One example is sales growth of 36% annually for Cadbury chocolate in the past three years, he said in an interview, and he expects sales to expand by more than 40% this year.

The comments from Mondelez echo those from other executives from Olam International Ltd to the International Cocoa Organisation at a conference in Bali last week, who forecast strong consumption, especially in Asia, at a time of tight supply.

The outlook for robust demand has helped push prices in New York to the highest level since May 2018.

“People are spending a lot of time in commute, in traffic and everything, and less time is available for a proper meal,” Prasad said on Friday.

“They’re engaging a little more time at their snack, so the number of snacking occasions is going up. There’s no stopping of growth” for chocolate overall, he said.

Price is still an issue. To address that, Mondelez plans to sell more affordable chocolate — at about one-third of the cheapest products in Indonesia — to entice more consumer groups, Prasad said.

In Asia, he sees Japan as one of the strong markets, driven mostly by local chocolate makers.

The market is “very big, very mature, very evolved, and the moment that the consumer accepted the health benefits, it took a big upswing,” he said.
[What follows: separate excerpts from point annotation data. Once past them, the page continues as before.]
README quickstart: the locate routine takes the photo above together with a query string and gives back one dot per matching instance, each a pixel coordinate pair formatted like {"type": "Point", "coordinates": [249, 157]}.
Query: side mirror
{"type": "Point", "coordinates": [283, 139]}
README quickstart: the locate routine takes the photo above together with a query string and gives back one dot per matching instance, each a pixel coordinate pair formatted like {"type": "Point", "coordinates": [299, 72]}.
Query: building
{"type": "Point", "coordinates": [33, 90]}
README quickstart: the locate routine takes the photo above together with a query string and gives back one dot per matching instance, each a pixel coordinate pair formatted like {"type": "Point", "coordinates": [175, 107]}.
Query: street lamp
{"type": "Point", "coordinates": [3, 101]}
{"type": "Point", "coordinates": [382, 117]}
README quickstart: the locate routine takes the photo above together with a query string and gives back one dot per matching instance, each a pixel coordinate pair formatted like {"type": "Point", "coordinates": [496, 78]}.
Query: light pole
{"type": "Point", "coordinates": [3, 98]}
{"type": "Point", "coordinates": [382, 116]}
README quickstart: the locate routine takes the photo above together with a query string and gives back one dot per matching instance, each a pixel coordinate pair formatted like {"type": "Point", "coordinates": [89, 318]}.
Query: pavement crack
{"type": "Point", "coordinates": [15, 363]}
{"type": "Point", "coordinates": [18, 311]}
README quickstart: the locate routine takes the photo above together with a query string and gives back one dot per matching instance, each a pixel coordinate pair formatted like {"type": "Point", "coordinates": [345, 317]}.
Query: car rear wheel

Cocoa bean output in Indonesia has shrunk by more than half in the past decade as farmers battle disease and aging trees, and switch to more profitable crops such as palm oil.

That’s turned the nation into a bean importer from major exporter.

The ICCO estimates that the country may produce 220,000 tons of beans this year, making it only the world’s sixth-largest grower.

The country bought a record amount of beans from overseas in 2018, and imports may rise further this year on higher grindings, according to the Cocoa Industry Association in May.

To fix that, the Agriculture Ministry plans to start a long-term programme to boost production to about 1.4 million tons by 2024 and to 2 million tons by 2045.

Prasad called on cocoa stakeholders to work together to increase output.

“If many parties can come together, the needle moves,” he said.

Cocoa futures in New York for March delivery fell for the first time in seven days on Monday, declining 0.6% to $2,664 a ton.